Dine Brands Trailing 12-Month EPS (Non-GAAP)

In Q3, Dine Brands reported adjusted EPS of $0.73, down from $1.44 in the same quarter last year. This print missed analysts’ estimates. Over the next 12 months, Wall Street expects Dine Brands’s full-year EPS of $3.80 to grow 17.9%.

10. Cash Is King

Free cash flow isn't a prominently featured metric in company financials and earnings releases, but we think it's telling because it accounts for all operating and capital expenses, making it tough to manipulate. Cash is king.

Dine Brands has shown robust cash profitability, driven by its attractive business model that enables it to reinvest or return capital to investors. The company’s free cash flow margin averaged 12.1% over the last two years, quite impressive for a restaurant business.

Taking a step back, we can see that Dine Brands’s margin dropped by 3.8 percentage points over the last year. This decrease warrants extra caution because Dine Brands failed to grow its same-store sales. Its cash profitability could decay further if it tries to reignite growth by opening new restaurants.

Dine Brands Trailing 12-Month Free Cash Flow Margin

Dine Brands’s free cash flow clocked in at $18.11 million in Q3, equivalent to a 8.4% margin. The company’s cash profitability regressed as it was 2.9 percentage points lower than in the same quarter last year, suggesting its historical struggles have dragged on.

11. Return on Invested Capital (ROIC)

EPS and free cash flow tell us whether a company was profitable while growing its revenue. But was it capital-efficient? Enter ROIC, a metric showing how much operating profit a company generates relative to the money it has raised (debt and equity).

Although Dine Brands hasn’t been the highest-quality company lately because of its poor revenue and EPS performance, it found a few growth initiatives in the past that worked out wonderfully. Its five-year average ROIC was 18.3%, splendid for a restaurant business.

12. Balance Sheet Risk

As long-term investors, the risk we care about most is the permanent loss of capital, which can happen when a company goes bankrupt or raises money from a disadvantaged position.
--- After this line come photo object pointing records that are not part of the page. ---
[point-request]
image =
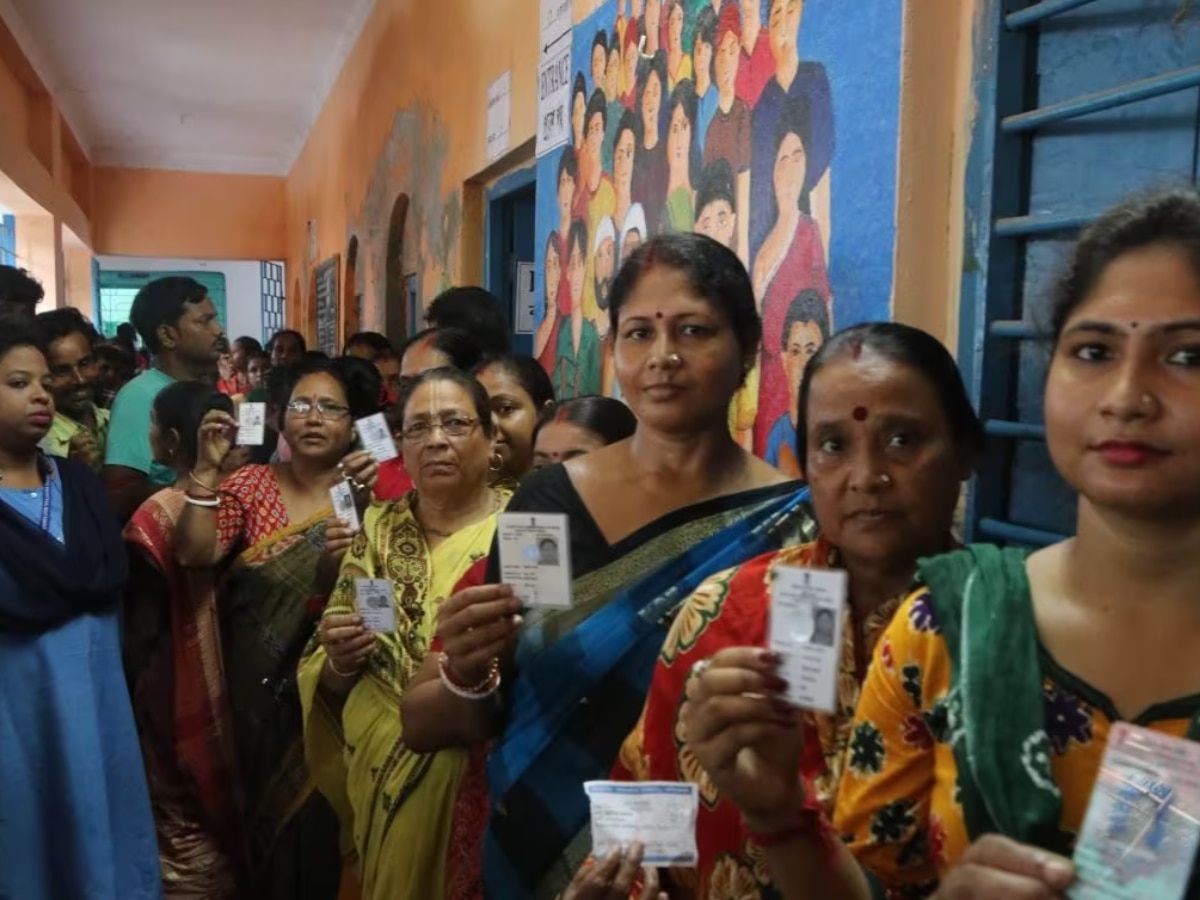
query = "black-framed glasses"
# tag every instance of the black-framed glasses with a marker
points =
(324, 411)
(453, 426)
This is separate from short-term stock price volatility, something we are much less bothered by.

Dine Brands’s $1.63 billion of debt exceeds the $229.1 million of cash on its balance sheet. Furthermore, its 7× net-debt-to-EBITDA ratio (based on its EBITDA of $210 million over the last 12 months) shows the company is overleveraged.

Dine Brands Net Debt Position

At this level of debt, incremental borrowing becomes increasingly expensive and credit agencies could downgrade the company’s rating if profitability falls. Dine Brands could also be backed into a corner if the market turns unexpectedly – a situation we seek to avoid as investors in high-quality companies.
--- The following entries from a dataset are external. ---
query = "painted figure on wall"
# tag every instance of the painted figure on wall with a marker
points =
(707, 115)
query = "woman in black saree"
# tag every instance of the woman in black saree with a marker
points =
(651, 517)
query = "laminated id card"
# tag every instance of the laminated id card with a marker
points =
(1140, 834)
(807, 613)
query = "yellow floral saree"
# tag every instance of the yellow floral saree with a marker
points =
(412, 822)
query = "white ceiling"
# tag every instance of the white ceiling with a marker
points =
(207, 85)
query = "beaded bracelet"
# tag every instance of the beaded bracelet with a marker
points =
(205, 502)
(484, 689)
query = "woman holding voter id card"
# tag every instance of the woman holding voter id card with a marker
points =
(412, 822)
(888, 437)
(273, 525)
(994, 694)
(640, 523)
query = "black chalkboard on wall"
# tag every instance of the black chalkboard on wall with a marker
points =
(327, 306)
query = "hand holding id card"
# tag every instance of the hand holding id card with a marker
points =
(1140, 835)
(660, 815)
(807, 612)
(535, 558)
We hope Dine Brands can improve its balance sheet and remain cautious until it increases its profitability or pays down its debt.

13. Key Takeaways from Dine Brands’s Q3 Results

We struggled to find many positives in these results. Its EBITDA missed and its EPS fell short of Wall Street’s estimates. Overall, this was a weaker quarter. The stock traded down 2.5% to $24 immediately following the results.

14. Is Now The Time To Buy Dine Brands?

Updated: December 3, 2025 at 9:42 PM EST

Are you wondering whether to buy Dine Brands or pass? We urge investors to not only consider the latest earnings results but also longer-term business quality and valuation as well.

Dine Brands falls short of our quality standards. To kick things off, its revenue has declined over the last six years. And while its stellar ROIC suggests it has been a well-run company historically, the downside is its declining EPS over the last six years makes it a less attractive asset to the public markets. On top of that, its shrinking same-store sales tell us it will need to change its strategy to succeed.

Dine Brands’s P/E ratio based on the next 12 months is 6.7x. While this valuation is optically cheap, the potential downside is huge given its shaky fundamentals. There are better investments elsewhere.

Wall Street analysts have a consensus one-year price target of $27 on the company (compared to the current share price of $31.25).